Sunday, November 28

Covid-19 vaccine error: man still waiting for answers on what to do


An Aucklander who is caught up in a possible confusion at the Highbrook Vaccination Center has yet to be contacted by the Ministry of Health and the designated helpline had no idea what he was talking about.

Vaccination against Covid-19.  Paris, France (Photo by VOISIN / Phanie / Phanie via AFP)

File photo.
Photo: NEIGHBOR / PHANIE

This is the second person who has been in contact with RNZ unhappy with communication from health officials about the incident.

Five patients out of more than 700 may have received the wrong dose of Pfizer vaccine or just saline on July 12 and were still not informed six weeks later until the RNZ released the story.

The saline solution is used as a diluent for the vaccine after it has been thawed.

Once the incident was made public, Chief Health Officer Dr.

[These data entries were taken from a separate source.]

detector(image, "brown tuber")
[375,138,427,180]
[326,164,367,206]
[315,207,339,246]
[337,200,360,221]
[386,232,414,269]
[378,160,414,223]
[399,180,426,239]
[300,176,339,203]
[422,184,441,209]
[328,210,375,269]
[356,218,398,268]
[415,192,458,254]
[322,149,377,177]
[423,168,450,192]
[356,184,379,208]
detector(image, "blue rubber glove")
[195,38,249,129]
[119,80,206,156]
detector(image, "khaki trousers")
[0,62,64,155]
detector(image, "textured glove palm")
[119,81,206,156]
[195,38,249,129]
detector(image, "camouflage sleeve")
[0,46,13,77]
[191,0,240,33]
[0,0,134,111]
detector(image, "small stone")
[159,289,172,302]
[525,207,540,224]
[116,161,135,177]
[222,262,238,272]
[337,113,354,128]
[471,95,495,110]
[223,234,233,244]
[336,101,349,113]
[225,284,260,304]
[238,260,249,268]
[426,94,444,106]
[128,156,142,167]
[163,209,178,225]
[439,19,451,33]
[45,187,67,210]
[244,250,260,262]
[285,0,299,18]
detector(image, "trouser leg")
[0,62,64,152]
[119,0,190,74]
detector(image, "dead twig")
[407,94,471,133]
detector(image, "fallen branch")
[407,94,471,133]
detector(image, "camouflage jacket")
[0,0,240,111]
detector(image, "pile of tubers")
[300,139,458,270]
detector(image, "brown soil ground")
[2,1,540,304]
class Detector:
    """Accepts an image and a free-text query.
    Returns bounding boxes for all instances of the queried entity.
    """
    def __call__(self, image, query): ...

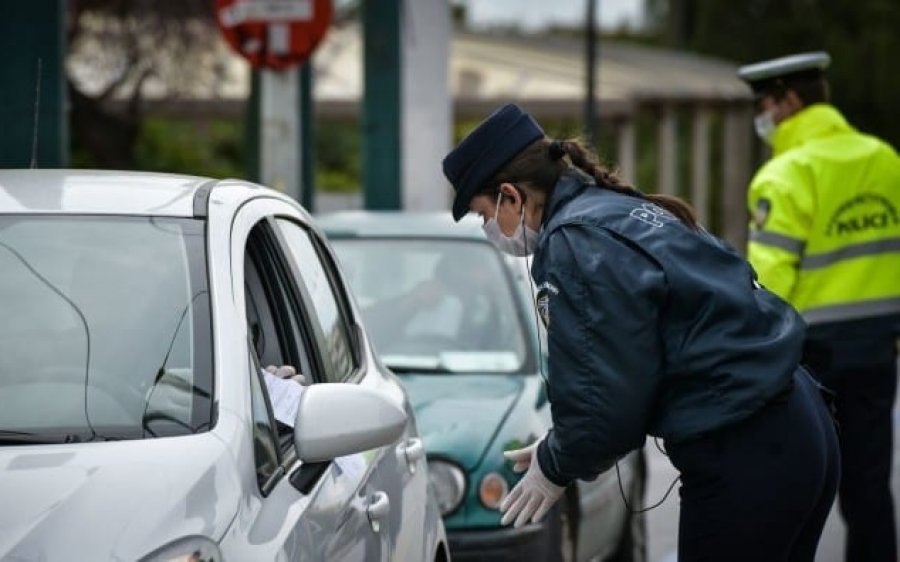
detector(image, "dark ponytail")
[550,139,698,230]
[479,138,698,230]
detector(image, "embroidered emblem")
[535,287,555,329]
[629,203,676,228]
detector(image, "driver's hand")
[266,365,306,386]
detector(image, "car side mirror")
[294,383,407,462]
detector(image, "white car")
[0,170,448,562]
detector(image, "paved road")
[645,372,900,562]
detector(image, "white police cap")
[737,51,831,93]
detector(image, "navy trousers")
[813,356,897,562]
[667,369,840,562]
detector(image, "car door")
[228,199,390,561]
[276,218,428,560]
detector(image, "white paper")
[263,371,303,427]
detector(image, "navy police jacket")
[531,171,805,486]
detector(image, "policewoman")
[443,104,839,562]
[738,52,900,562]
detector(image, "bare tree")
[66,0,223,169]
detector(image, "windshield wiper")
[385,364,453,375]
[0,429,92,445]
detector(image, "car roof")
[316,211,485,240]
[0,169,218,217]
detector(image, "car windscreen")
[332,238,527,373]
[0,215,213,443]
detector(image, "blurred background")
[0,4,900,561]
[0,0,900,247]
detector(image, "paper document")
[262,371,303,427]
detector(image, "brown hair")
[479,138,698,230]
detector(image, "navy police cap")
[443,103,544,221]
[737,51,831,94]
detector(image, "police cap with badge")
[737,51,831,101]
[443,103,544,221]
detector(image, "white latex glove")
[266,365,306,385]
[500,441,565,527]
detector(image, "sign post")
[216,0,332,201]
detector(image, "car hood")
[0,433,240,560]
[400,374,524,470]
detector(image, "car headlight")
[141,536,222,562]
[478,472,509,509]
[428,459,466,515]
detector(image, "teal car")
[318,212,646,561]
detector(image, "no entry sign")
[216,0,332,70]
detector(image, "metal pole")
[584,0,597,146]
[362,0,403,210]
[299,59,316,213]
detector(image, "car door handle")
[366,492,391,533]
[400,437,425,473]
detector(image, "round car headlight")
[478,472,509,509]
[428,459,466,515]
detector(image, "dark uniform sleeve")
[538,225,666,486]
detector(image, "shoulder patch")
[628,203,678,228]
[534,282,559,329]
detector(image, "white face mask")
[753,109,776,144]
[482,193,538,257]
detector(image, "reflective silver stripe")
[800,238,900,269]
[803,297,900,324]
[750,230,806,254]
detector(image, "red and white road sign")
[216,0,332,70]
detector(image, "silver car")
[0,170,448,561]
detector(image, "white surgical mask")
[482,193,538,257]
[753,109,776,144]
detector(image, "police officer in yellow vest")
[738,52,900,562]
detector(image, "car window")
[331,238,527,372]
[248,349,281,491]
[0,215,213,441]
[277,219,358,382]
[244,220,323,466]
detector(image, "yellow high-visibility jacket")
[748,104,900,326]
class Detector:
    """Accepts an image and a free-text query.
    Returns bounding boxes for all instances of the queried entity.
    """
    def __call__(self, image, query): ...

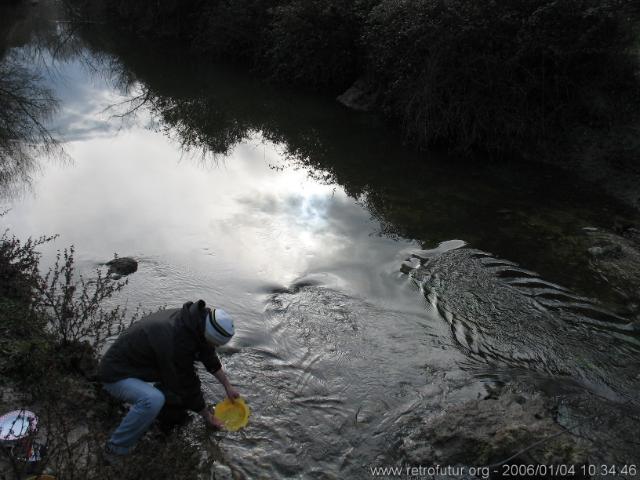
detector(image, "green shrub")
[364,0,634,152]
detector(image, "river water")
[3,3,640,478]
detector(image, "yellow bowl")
[213,398,251,432]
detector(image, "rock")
[105,257,138,276]
[589,245,622,258]
[213,462,233,480]
[400,258,420,274]
[400,389,588,465]
[336,77,378,112]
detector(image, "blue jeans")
[103,378,164,455]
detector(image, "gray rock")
[400,390,588,465]
[213,463,233,480]
[589,245,622,258]
[105,257,138,276]
[336,77,378,112]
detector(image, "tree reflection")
[0,1,62,199]
[0,56,58,198]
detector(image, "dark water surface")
[3,3,640,478]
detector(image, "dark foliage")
[365,0,635,152]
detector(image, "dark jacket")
[98,300,222,412]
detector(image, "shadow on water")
[72,21,638,309]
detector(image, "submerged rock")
[400,389,589,465]
[105,257,138,275]
[336,77,378,112]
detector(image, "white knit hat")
[204,308,235,347]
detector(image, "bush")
[193,0,279,64]
[364,0,634,152]
[34,246,130,353]
[265,0,360,88]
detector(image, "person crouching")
[98,300,239,456]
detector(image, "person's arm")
[199,344,240,401]
[213,367,240,402]
[198,407,224,430]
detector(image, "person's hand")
[225,385,240,402]
[200,408,224,430]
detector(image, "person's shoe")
[102,442,126,469]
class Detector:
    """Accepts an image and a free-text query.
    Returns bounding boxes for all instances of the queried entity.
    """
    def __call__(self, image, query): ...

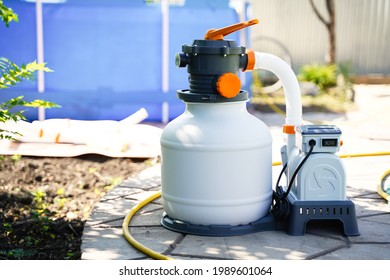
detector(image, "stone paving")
[82,86,390,260]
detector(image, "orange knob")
[217,73,241,98]
[204,19,259,40]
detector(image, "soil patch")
[0,155,150,260]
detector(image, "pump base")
[285,194,360,236]
[161,213,277,237]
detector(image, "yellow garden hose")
[122,152,390,260]
[122,191,172,260]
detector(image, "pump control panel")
[295,125,341,153]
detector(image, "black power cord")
[271,139,316,219]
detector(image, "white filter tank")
[161,100,272,226]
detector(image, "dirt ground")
[0,155,150,260]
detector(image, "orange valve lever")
[204,19,259,40]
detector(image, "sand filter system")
[161,19,359,236]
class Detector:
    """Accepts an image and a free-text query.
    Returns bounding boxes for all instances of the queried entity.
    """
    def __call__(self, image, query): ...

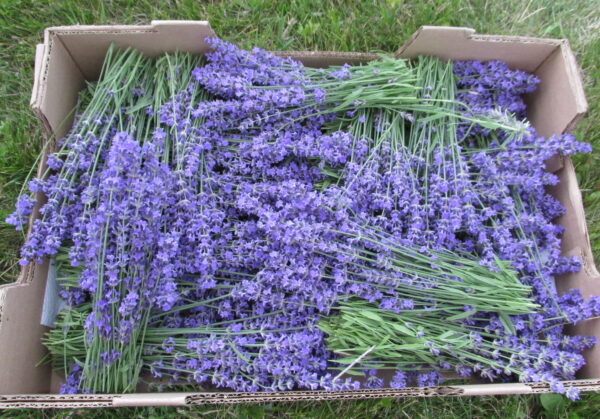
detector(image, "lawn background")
[0,0,600,419]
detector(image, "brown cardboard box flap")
[396,26,587,136]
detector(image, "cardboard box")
[0,21,600,408]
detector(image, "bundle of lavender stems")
[7,39,600,399]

Ashley Bloomfield said that all those affected would be contacted within 24 hours by email or letter.

Paul * said he decided to contact Healthline after not having received a letter for almost a week and was referred to Vaccine Healthline.

The Health Ministry said it provided the same information in the letter to the Sanitary Vaccination Line last Monday.

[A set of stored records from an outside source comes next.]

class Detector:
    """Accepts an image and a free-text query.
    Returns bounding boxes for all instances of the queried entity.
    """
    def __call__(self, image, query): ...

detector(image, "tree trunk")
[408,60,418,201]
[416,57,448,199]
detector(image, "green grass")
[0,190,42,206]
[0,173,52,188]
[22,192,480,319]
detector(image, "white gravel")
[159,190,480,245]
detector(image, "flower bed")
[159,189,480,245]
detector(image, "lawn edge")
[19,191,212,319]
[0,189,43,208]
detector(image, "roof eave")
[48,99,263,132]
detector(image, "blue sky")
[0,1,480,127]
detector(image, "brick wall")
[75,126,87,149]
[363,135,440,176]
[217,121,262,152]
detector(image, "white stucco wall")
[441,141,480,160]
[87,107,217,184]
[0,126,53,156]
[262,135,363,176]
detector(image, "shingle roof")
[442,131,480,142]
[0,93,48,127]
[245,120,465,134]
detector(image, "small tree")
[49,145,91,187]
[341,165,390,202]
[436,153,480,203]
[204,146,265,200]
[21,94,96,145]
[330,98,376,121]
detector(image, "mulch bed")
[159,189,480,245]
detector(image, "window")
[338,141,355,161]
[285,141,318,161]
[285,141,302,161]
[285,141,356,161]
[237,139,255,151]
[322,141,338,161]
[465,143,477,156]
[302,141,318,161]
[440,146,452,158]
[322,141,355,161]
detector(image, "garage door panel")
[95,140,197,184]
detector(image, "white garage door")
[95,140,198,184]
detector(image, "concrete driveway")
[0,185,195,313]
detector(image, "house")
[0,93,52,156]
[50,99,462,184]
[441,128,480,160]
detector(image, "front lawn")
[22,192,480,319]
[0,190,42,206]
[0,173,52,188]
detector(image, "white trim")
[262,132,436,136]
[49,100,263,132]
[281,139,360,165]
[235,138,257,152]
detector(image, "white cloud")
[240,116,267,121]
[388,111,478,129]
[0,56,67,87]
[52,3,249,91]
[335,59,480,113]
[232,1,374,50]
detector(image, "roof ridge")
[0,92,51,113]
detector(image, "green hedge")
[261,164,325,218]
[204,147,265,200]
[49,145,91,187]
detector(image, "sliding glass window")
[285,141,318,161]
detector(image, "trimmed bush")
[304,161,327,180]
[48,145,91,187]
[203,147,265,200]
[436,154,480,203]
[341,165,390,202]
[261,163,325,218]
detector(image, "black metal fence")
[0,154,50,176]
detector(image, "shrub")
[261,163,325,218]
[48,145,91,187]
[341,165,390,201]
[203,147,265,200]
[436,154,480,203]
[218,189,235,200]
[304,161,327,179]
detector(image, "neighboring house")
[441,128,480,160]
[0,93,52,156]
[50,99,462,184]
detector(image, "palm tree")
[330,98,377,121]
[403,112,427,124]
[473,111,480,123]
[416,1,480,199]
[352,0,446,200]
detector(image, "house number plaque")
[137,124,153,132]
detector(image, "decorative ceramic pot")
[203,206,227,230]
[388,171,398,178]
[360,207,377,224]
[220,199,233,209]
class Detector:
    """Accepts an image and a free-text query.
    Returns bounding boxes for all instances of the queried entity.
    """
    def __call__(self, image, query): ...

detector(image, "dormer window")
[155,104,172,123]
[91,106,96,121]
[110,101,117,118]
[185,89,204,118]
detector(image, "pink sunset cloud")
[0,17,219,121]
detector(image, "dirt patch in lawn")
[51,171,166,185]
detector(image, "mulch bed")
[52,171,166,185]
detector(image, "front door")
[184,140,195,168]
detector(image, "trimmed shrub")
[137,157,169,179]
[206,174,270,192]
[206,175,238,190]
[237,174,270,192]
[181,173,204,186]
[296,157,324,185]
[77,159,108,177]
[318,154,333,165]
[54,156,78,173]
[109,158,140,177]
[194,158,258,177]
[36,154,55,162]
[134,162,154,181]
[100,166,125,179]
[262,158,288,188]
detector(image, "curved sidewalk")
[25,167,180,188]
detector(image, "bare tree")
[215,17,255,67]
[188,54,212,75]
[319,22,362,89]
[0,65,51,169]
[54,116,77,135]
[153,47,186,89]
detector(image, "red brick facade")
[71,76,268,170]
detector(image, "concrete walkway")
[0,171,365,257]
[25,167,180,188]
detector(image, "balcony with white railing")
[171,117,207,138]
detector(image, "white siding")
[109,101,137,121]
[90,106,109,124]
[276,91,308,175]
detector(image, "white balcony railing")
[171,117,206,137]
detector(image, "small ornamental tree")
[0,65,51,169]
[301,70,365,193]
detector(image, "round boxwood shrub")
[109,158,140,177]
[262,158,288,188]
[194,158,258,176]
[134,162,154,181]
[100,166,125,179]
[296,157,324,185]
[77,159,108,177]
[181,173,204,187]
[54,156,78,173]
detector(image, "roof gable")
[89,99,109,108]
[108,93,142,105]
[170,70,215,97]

However, when Paul contacted the vaccine line the following afternoon, the person who received the call had difficulty finding it in their records and tried to refer it back to Healthline.

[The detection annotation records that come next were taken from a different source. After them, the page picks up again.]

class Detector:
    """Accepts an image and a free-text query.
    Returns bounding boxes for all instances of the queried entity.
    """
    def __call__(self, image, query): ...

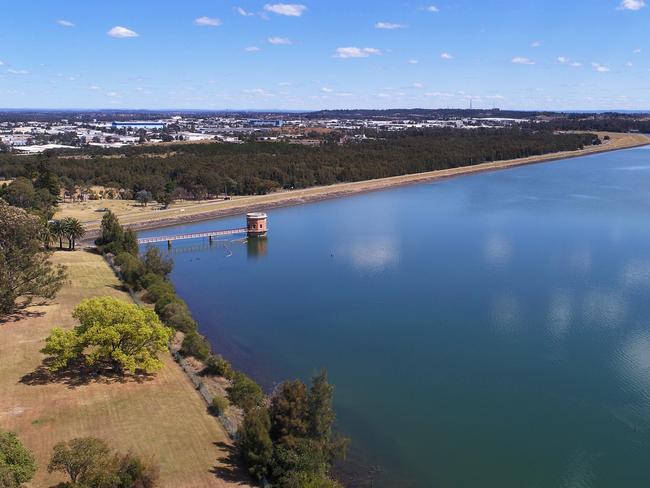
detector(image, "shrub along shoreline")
[95,212,348,488]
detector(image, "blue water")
[142,148,650,488]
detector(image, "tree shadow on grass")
[210,442,252,486]
[20,358,154,389]
[0,310,45,325]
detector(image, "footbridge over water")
[138,212,268,246]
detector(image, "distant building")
[248,119,284,127]
[111,122,165,129]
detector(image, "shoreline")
[86,133,650,240]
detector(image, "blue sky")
[0,0,650,110]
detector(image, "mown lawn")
[0,251,251,488]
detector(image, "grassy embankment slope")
[0,251,251,488]
[56,132,650,233]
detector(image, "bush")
[142,247,173,278]
[228,371,264,410]
[237,407,273,480]
[141,266,165,288]
[142,280,176,304]
[209,397,229,417]
[180,331,210,361]
[115,252,145,290]
[204,354,235,380]
[0,430,36,487]
[160,299,189,322]
[154,291,184,315]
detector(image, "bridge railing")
[138,227,248,244]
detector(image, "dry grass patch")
[0,251,251,488]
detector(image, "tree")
[47,437,110,484]
[0,430,36,488]
[269,380,309,445]
[122,229,140,256]
[156,191,174,208]
[97,210,124,245]
[48,437,159,488]
[180,330,210,361]
[4,177,38,208]
[95,210,138,256]
[61,176,77,201]
[135,190,152,207]
[61,217,86,251]
[227,371,264,410]
[142,246,174,278]
[42,297,173,373]
[238,407,273,480]
[0,199,66,316]
[48,220,65,249]
[308,370,335,442]
[115,252,146,290]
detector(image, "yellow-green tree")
[43,297,173,373]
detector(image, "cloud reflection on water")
[342,236,400,273]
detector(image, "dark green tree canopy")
[0,430,36,488]
[0,199,66,317]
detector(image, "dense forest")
[0,129,600,199]
[525,113,650,134]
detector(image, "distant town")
[0,109,592,154]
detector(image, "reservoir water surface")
[141,148,650,488]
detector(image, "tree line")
[0,129,597,199]
[0,430,159,488]
[95,212,348,488]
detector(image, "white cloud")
[264,3,307,17]
[375,22,406,30]
[267,37,292,46]
[511,56,535,64]
[194,15,221,27]
[618,0,645,10]
[235,7,255,17]
[557,56,582,68]
[591,63,609,73]
[334,47,381,59]
[242,88,275,97]
[106,25,138,39]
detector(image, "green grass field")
[0,251,247,488]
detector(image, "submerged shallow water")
[142,148,650,488]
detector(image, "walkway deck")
[138,227,248,244]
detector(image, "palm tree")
[48,220,64,249]
[61,217,86,251]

When he declined to call Healthline again, he said the advice he received from the person who received the call was “extraordinary.”

“They literally said on the call that I was fine because my immunization card said Pfizer, it didn’t say saline,” he said.

Paul informed the person who got the call that he was vaccinated on July 12 and that he should have received a letter, to which they replied that there was no letter on file so he would not be affected.

When he asked for confirmation in writing, it was denied.

“All I want is a little peace of mind or to be told what to do, or to get my letter,” he said.

He then asked to speak to a supervisor and was told that he would receive a phone call.

They contacted him late that night and told him that he would receive a letter in the mail, but could not say when.

Paul asked for the letter to be emailed to him as he had provided his email but has not received it yet.

He said he does not blame the callers or vaccinators, but is concerned that other people will receive similar misinformation and not question it.

Chris Bishop from National said it’s impossible to believe this person was told he was okay, because his vaccination card said Pfizer instead of saline.

“The whole problem is that people are not sure whether or not they received Pfizer or saline, so the idea that would be written on their card is incredible.

“We urgently need to know exactly what happened and the ministry must conclude its investigation, which has already taken a few weeks,” he said.

The Health Ministry did not say how many people it was unable to contact, but a spokesperson said there were times when emails were recovered.

“When we had other contact details, it was used instead to contact the person. For some people, no other contact details were withheld,” they said.

RNZ has agreed to keep the identity of the person vaccinated at Highbrook anonymous due to the impact it could have on their employment.

The ministry said it would not release further information unless RNZ gave them the patient’s contact details.

He ignored questions about whether the information he had provided to the Vaccination Helpline had been passed on to staff.

A spokesperson said those affected will be informed of next steps no later than September 10 and the ministry will not offer further comment.